The dashboard uses Server-Sent Events (SSE) rather than WebSockets for live updates. This design choice means the connection is HTTP-based and unidirectional (server to client), which the README notes works through corporate proxies that might block WebSocket upgrades. The trade-off is that command features like /brief and /sweep require separate POST requests instead of bidirectional messaging.

The frontend is built without React, Vue, or Svelte—it’s vanilla JavaScript that opens an EventSource connection to /events on page load and updates the DOM when new sweep data arrives. The 3D globe uses Globe.gl for WebGL rendering, with a toggle option for a flat map view. When users switch to ‘VISUALS LITE’ mode, the dashboard disables expensive visual effects like backdrop filters, animations, and on mobile devices, forces flat map mode to improve performance.

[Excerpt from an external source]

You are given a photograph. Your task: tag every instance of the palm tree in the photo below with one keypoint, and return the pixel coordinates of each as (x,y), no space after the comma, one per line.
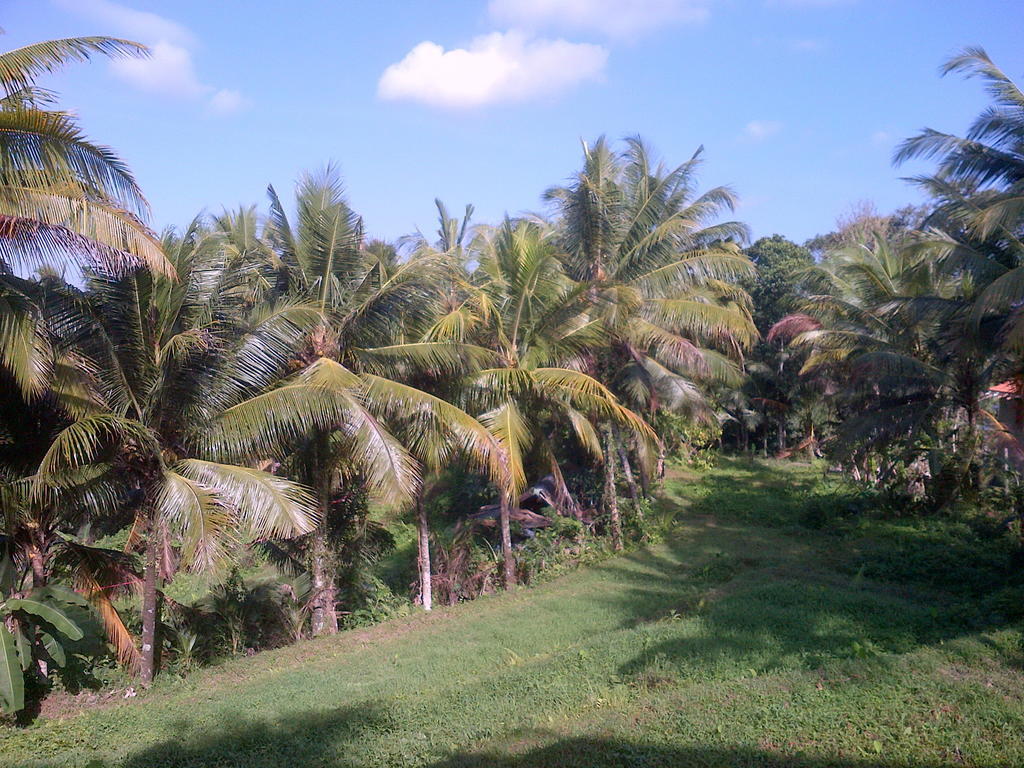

The optional LLM integration connects to the sweep pipeline—after each sweep completes, if LLM_API_KEY is configured in .env, the system can generate alerts and actionable insights. However, the README is clear that ‘the core dashboard functionality doesn’t depend on it’—Crucix works as a pure aggregator without any AI components.

The decision to store sweeps as flat JSON files rather than using a traditional database appears intentional for the target use case. For real-time monitoring at 15-minute intervals, the filesystem approach keeps the architecture simple and makes the data easily accessible via standard command-line tools.

Gotcha

The biggest friction point is API key acquisition. While the README lists 27 data sources, it provides an .env.example template but doesn’t detail the specific approval processes for each API. Some sources may require individual registrations with varying approval timelines. The README notes which keys are required versus optional, but sources without valid keys will return empty arrays during sweeps.

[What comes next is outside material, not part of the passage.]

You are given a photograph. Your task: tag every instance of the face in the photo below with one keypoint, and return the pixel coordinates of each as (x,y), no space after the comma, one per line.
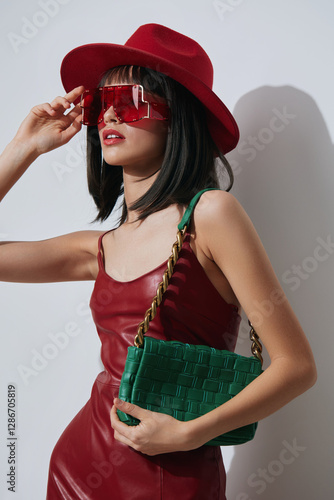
(138,146)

The initial load experience requires patience. The README explicitly warns that when you first start the server, the dashboard displays a ‘First sweep in progress…’ message. That first sweep takes 30-60 seconds because it’s querying 27 APIs in parallel, and the dashboard shows an empty interface until the sweep completes. Once the first sweep finishes, subsequent updates happen seamlessly via SSE every 15 minutes, but users should expect that initial wait.

The LLM features are positioned as optional add-ons rather than core functionality. The README mentions /brief and /sweep commands and integration with Telegram and Discord webhooks, but warns prominently that ‘Crucix has not launched any official token’ and flags potential scams. The AI capabilities require separate setup beyond just running the server, and users interested in customizing alert generation would need to work with the source code directly.

If npm run dev fails silently on your system (particularly on Windows PowerShell), the README provides a workaround: run node --trace-warnings server.mjs directly, or use the included node diag.mjs diagnostic tool to troubleshoot Node version, module imports, and port availability issues.

Verdict

Use Crucix if you’re an OSINT analyst, journalist, or trader who needs continuous monitoring of multiple global data streams and values self-hosting. The cross-domain correlation potential—seeing multiple types of events on one screen—provides genuine situational awareness benefits. The minimal dependency footprint (just Express) and file-based storage make it straightforward to deploy. With 8,223 GitHub stars, Crucix has attracted significant community interest. If you’re comfortable spending time collecting API keys and can wait through the initial sweep setup, this is a compelling open-source intelligence aggregator.

Skip Crucix if you need plug-and-play OSINT tools with zero configuration, prefer cloud-hosted dashboards, or only monitor single-domain data where specialized tools would be simpler. Also skip it if you expect the LLM features to work immediately out of the box—they’re optional power-user additions rather than core functionality. The primary value proposition is the aggregation and visualization of 27 diverse data sources into a single, self-hosted dashboard that refreshes automatically every 15 minutes.